Wimbledon 2026 : le tennis français sort par la petite porte
Aucun Français ni Française en deuxième semaine à Londres, un « jeudi noir » et un constat sévère de la FFT résument une quinzaine ratée
Wimbledon 2026 se termine sans aucun représentant tricolore en deuxième semaine. Arthur Rinderknech, dernier survivant, a cédé face à Novak Djokovic le 3 juillet, après un « jeudi noir » marqué par six éliminations françaises.
L’essentiel
- Fait 1 : aucun joueur ni joueuse français n’a atteint la deuxième semaine de Wimbledon 2026, comme déjà à l’Open d’Australie 2026 (source : Eurosport).
- Fait 2 : six éliminations tricolores en une seule journée, le 2 juillet, un « jeudi noir » selon FFLose.
- Fait 3 : Arthur Rinderknech, dernier Français en lice, s’est incliné le 3 juillet face à Novak Djokovic (7-5, 6-4, 1-6, 7-6), qui décroche sa 105e victoire à Wimbledon et égale le record de Roger Federer.
- Fait 4 : le 5 juillet, Ivan Ljubicic (FFT) a jugé le bilan « pas bon » sur beIN Sports, évoquant les graves blessures de Varvara Gracheva et Clara Burel.
Le jeudi noir du 2 juillet
La quinzaine londonienne a basculé le 2 juillet. En une seule journée, six joueurs et joueuses français ont quitté le tournoi, selon le recensement de FFLose. Le numéro un tricolore Arthur Fils, tête d’affiche du camp français, s’est incliné dès le deuxième tour face à l’Italien Matteo Berrettini, au terme de quatre sets serrés (6-4, 7-5, 3-6, 6-3), rapporte Univers Tennis.

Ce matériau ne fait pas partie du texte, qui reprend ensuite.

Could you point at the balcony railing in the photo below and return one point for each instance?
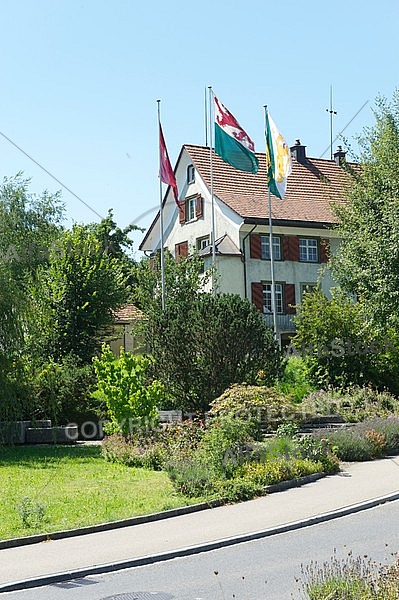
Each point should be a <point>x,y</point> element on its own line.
<point>284,322</point>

Même sanction pour Valentin Royer, sorti par l’Allemand Alexander Zverev, tête de série numéro 3, en trois manches (6-1, 6-3, 7-6), précise la RTS. La question du forfait de Zverev avait d’ailleurs agité le tournoi quelques jours plus tôt, comme le rappelle notre article sur les incertitudes physiques de l’Allemand.
Ce naufrage collectif intervenait après un tableau principal déjà resserré côté français : seuls trois joueurs et joueuses avaient franchi les qualifications pour rejoindre Wimbledon, à savoir Hugo Gaston, Kyrian Jacquet et Léolia Jeanjean, selon Tennistemple.
Rinderknech, dernier rescapé, tombe devant Djokovic
Il restait un espoir. Arthur Rinderknech, seul Français encore en course après le jeudi noir, a tenu jusqu’au troisième tour avant de s’incliner le 3 juillet face à Novak Djokovic, sur le score de 7-5, 6-4, 1-6, 7-6, indique Olympics.com. Le Serbe a signé à cette occasion sa 105e victoire sur le gazon londonien, égalant le record détenu par Roger Federer.
La Fédération française de tennis a suivi la délégation tricolore en direct sur son compte X officiel tout au long du tournoi, relayant résultats et éliminations au fil des journées.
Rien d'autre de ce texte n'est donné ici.